Effect of initial dye concentration on dye degradation

It was observed that Enterobacter sp. CV–S1 can degrade 150 mg/l Crystal Violet dye within 72 h. However in higher concentration, dye degradation rate was remarkably reduced (Fig. 4). This may be due to the decreasing of nucleic acids content ratio, i.e., RNA/DNA, which results to lowering the protein synthesis that inhibits cell division. The decolorization of 500 mg/l crystal violet using Bacillus sp. was complete upon continued incubation for 2.5 h in mineral salt medium amended with glucose and yeast extract but it decreased to less than with increasing the initial concentration of crystal violet to 600, 700, 800, 900 and 1,000 mg/l (Ayed et al., 2009). The effect of dye concentration on growth plays an important role in the choice of microbes to be used in the bioremediation of dye wastewater, for instance high concentrations can reduce the degradation efficiency due to the toxic effect of the dyes (Khehra et al., 2006). Furthermore, initial dye concentration provides an essential driving force to overcome all mass transfer resistance of the dye between the solid and aqueous phases (Parshetti et al., 2006). Present result indicate that Enterobacter sp. CV–S1 is quite tolerant to Crystal Violet and can decolorize and degrade relatively higher concentration of the dye.

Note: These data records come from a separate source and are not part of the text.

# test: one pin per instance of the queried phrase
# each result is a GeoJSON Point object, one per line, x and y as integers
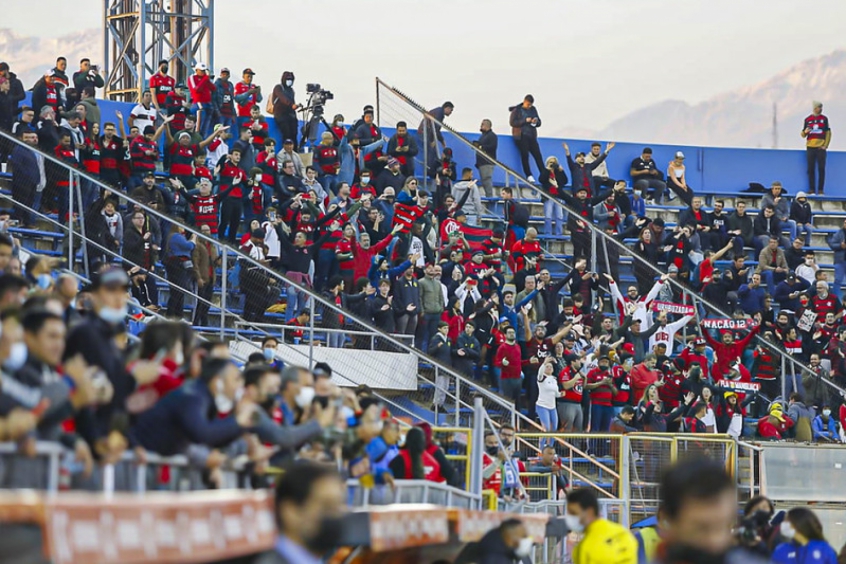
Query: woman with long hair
{"type": "Point", "coordinates": [648, 250]}
{"type": "Point", "coordinates": [413, 462]}
{"type": "Point", "coordinates": [179, 268]}
{"type": "Point", "coordinates": [806, 543]}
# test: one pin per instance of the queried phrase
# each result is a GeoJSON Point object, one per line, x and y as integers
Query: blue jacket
{"type": "Point", "coordinates": [638, 206]}
{"type": "Point", "coordinates": [823, 430]}
{"type": "Point", "coordinates": [751, 299]}
{"type": "Point", "coordinates": [181, 418]}
{"type": "Point", "coordinates": [815, 552]}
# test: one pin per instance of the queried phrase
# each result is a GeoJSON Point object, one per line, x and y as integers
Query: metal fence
{"type": "Point", "coordinates": [412, 491]}
{"type": "Point", "coordinates": [51, 467]}
{"type": "Point", "coordinates": [607, 252]}
{"type": "Point", "coordinates": [454, 391]}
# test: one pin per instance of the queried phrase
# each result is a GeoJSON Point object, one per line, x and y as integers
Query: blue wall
{"type": "Point", "coordinates": [709, 169]}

Effect of initial inoculums size on dye degradation

It was observed that the dye removal capacity was affected by the inoculums size used. The degradation rate had decreased with the declining of inoculum sizes. The most significant result (100%), was obtained when 10% inoculum was used. The absorption spectra of crystal violet at different time intervals were shown in Table 3 and Fig. 5. After 72 h of inoculation the solution was streaked on a nutrient agar plate and the growth of bacteria was observed after overnight incubation. It proved that the dye degradation was absolutely due to bacteria. After optimizing the environmental parameters, 100% degradation of 150 mg/l Crystal Violet was observed within 72 h at 35 °C and pH 6.50 under aerobic shaking condition by 10% (v/v) Enterobacter sp. CV–S1 without supplying extra carbon and nitrogen source as shown in Fig. 6. A similar pattern was observed and reported by Ayed et al. (2009) that the dye removal capacity had increased significantly with the escalation in inoculum size. They isolated Bacillus sp. which was able to decolorize 500 ppm crystal violet within 2.5 h under shaking condition at temperature 30 °C and pH 7. In another study, the Brilliant Green dye (10 mg/l) removal by the Klebsiella strain Bz4 in static conditions was observed 81.14% after 24 h of incubation and 100% dye removal was observed after 96 h of incubation (Zabłocka-Godlewska, Przystaś & Grabińska-Sota, 2015).